Abstract Objectives Determining the grade of a glioma is extremely important for treatment planning and prognosis prediction. The study aimed to evaluate the usefulness of multiparametric perfusion-weighted imaging (PWI) and diffusion-weighted imaging (DWI) in preoperative glioma grading. Methods In this retrospective study, 63 individuals with brain tumors histologically confirmed, of which 23 had low-grade gliomas (LGGs) and 40 had high-grade gliomas (HGGs) were involved. We conducted this paper on apparent diffusion coefficient (ADC) maps using the entire tumor volume method, allowing us to use all ADC values of the tumor.

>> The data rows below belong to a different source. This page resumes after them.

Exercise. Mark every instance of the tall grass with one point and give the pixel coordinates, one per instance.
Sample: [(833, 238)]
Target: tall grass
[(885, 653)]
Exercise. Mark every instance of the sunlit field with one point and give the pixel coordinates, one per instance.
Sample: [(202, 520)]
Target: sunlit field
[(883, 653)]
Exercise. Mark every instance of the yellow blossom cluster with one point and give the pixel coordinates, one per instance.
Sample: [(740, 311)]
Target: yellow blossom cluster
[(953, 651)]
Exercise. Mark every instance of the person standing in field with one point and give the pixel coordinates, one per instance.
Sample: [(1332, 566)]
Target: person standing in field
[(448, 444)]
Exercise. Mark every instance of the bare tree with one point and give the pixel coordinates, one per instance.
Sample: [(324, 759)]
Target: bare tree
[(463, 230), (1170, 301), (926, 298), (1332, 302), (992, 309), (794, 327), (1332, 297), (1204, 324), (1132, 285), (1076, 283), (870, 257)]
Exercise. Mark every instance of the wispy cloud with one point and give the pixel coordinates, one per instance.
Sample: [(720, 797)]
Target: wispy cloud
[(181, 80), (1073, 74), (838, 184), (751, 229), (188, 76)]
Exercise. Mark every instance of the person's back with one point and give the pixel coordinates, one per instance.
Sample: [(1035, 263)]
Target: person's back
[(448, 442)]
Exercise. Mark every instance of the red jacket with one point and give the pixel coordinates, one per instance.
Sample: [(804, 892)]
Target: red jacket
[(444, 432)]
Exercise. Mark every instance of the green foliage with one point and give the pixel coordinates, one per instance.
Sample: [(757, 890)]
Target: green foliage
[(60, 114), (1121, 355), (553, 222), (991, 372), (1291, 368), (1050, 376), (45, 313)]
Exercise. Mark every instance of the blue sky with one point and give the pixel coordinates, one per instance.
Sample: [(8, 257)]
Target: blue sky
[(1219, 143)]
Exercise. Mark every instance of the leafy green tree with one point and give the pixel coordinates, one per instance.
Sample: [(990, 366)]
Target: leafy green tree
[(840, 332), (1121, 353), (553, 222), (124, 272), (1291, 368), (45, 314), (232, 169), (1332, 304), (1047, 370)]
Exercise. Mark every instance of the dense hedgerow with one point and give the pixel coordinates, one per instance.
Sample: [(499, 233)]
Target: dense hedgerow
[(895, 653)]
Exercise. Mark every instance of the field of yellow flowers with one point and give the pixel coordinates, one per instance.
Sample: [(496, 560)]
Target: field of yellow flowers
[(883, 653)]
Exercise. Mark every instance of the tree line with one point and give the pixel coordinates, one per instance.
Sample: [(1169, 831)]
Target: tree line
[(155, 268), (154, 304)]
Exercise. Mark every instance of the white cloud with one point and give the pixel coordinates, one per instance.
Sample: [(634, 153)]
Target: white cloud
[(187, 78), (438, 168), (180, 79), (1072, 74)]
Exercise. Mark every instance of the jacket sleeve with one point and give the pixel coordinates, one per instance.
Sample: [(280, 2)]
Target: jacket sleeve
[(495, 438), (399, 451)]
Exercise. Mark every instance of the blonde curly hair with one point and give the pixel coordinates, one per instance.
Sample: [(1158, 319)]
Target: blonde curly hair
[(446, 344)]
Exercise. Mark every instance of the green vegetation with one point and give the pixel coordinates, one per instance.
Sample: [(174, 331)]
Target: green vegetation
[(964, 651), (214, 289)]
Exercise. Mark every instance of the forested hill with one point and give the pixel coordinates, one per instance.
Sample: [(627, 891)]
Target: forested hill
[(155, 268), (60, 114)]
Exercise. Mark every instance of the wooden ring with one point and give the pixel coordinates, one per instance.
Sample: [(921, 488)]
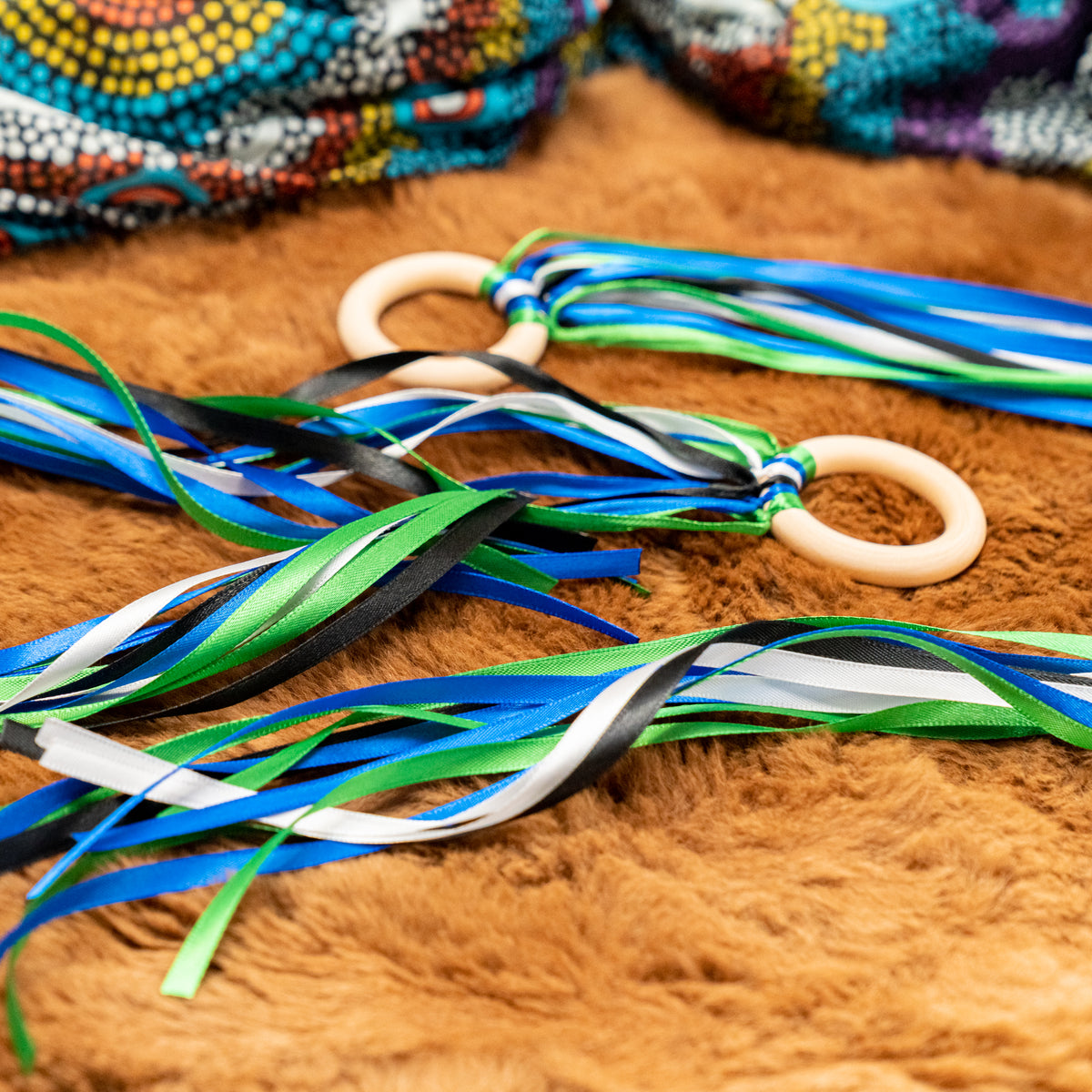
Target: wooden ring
[(873, 562), (441, 271)]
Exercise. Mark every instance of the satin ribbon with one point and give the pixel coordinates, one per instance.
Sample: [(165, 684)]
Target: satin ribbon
[(991, 347), (551, 726), (61, 420)]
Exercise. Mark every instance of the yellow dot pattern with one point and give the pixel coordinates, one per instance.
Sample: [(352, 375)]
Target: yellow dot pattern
[(137, 61), (823, 27)]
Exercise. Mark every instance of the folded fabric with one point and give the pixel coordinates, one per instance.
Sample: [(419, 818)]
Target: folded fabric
[(1005, 81), (119, 115)]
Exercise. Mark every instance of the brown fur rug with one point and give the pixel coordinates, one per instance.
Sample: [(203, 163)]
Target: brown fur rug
[(753, 915)]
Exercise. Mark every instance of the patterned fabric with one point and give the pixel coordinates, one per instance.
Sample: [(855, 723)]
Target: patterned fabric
[(123, 113), (1006, 81)]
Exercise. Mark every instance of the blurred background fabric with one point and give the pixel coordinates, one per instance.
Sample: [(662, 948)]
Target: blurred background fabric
[(119, 114)]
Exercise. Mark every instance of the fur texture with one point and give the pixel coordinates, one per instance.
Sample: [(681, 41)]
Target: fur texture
[(759, 915)]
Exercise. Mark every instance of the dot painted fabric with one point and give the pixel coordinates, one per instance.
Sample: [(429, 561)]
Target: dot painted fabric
[(115, 114), (1005, 81)]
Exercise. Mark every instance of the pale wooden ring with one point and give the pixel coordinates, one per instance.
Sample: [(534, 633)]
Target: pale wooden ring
[(874, 562), (431, 271)]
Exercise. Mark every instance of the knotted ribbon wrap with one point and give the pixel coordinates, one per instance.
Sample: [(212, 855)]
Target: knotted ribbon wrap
[(989, 347), (550, 727)]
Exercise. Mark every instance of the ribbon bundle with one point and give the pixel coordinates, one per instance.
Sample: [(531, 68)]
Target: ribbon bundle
[(551, 727), (989, 347), (60, 420)]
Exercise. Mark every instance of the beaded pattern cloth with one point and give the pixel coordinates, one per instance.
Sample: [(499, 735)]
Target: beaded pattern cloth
[(124, 113), (116, 114), (1005, 81)]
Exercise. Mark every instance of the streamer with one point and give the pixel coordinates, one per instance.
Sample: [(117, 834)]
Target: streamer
[(693, 467), (549, 727)]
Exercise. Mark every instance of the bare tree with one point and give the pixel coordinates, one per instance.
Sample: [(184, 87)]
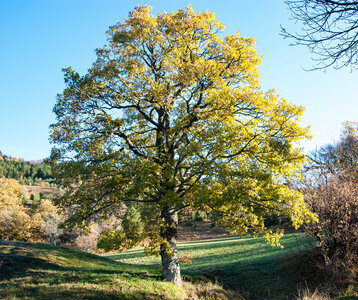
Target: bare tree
[(330, 30)]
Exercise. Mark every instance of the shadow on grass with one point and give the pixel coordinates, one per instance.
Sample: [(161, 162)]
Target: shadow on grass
[(76, 292)]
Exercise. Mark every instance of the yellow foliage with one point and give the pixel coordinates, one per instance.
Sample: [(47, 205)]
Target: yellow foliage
[(172, 114)]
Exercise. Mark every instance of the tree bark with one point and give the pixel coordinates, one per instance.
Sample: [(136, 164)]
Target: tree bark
[(170, 261)]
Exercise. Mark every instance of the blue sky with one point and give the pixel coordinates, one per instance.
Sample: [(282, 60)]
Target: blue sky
[(38, 38)]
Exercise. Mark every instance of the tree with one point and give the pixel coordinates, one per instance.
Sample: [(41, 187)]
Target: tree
[(171, 115), (330, 190), (329, 29), (15, 224)]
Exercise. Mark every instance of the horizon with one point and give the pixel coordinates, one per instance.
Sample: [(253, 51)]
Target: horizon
[(41, 37)]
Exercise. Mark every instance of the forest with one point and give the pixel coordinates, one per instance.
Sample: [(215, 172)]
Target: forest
[(26, 172)]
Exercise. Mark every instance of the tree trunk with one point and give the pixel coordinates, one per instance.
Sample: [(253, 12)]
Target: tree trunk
[(170, 262)]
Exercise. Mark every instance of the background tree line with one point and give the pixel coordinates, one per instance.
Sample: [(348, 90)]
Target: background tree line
[(26, 172)]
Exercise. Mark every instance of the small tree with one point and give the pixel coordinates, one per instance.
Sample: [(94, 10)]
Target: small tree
[(171, 115), (331, 192), (329, 30)]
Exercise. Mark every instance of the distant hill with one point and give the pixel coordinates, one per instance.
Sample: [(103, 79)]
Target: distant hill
[(26, 172)]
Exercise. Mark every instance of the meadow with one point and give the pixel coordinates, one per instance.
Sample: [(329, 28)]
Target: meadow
[(225, 268)]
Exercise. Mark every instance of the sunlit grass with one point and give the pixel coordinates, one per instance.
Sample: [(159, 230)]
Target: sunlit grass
[(251, 266)]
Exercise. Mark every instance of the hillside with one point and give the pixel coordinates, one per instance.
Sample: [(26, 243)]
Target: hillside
[(26, 172), (250, 266), (39, 271)]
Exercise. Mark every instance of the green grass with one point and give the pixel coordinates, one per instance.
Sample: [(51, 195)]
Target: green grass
[(250, 265), (37, 271)]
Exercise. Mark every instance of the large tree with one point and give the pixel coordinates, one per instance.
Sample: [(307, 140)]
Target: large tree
[(171, 115), (329, 29)]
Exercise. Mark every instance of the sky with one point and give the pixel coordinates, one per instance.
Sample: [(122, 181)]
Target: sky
[(40, 37)]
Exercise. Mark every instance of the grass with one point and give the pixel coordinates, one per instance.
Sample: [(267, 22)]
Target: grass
[(38, 271), (249, 266)]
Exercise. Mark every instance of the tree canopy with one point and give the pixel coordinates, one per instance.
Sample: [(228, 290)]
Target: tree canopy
[(329, 29), (171, 115)]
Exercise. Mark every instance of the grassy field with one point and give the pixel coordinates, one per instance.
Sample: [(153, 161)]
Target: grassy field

Small-sample regions of interest (ROIs) were drawn to collect parameters of relative cerebral blood flow (rCBF), cerebral blood flow (CBF), and relative cerebral blood volume (rCBV), from both the tumor core and peritumoral edema. The PWI and DWI metrics were compared to identify the most accurate distinguishing HGGs and LGGs, analyze receiver operating characteristics (ROC), and evaluate the diagnostic performance using solitary parameters and combined. Results In diffusion MRI, there were significant differences in minimum ADC and mean ADC between LGGs and HGGs (p<0.05), with the larger area under the curve (AUC) of 0.898 found for mean ADC at a cut-off value of 1.275, with sensitivity of 82.6 % and specificity of 90 %. The maximum ADC value did not differ significantly (p>0.05). All perfusion parameters in both the tumor core and peritumoral edema area were significantly greater values in cases of HGG compared to LGG (p<0.001), with the highest AUC of 0.946 found for solid tumor rCBV value (rCBVt), the cut-off is 3.585, sensitivity of 85 % and specificity of 100 %. Combining mean ADC and rCBVt provided an excellent AUC of 0.975, a sensitivity of 92.5 %, and a specificity of 91.3 % for differentiating between HGGs and LGGs. Conclusions Perfusion and diffusion MRI are valuable in discriminating between high-grade and low-grade gliomas, with the major criterion in the decision-making process being the combined mean ADC and rCBVt parameters.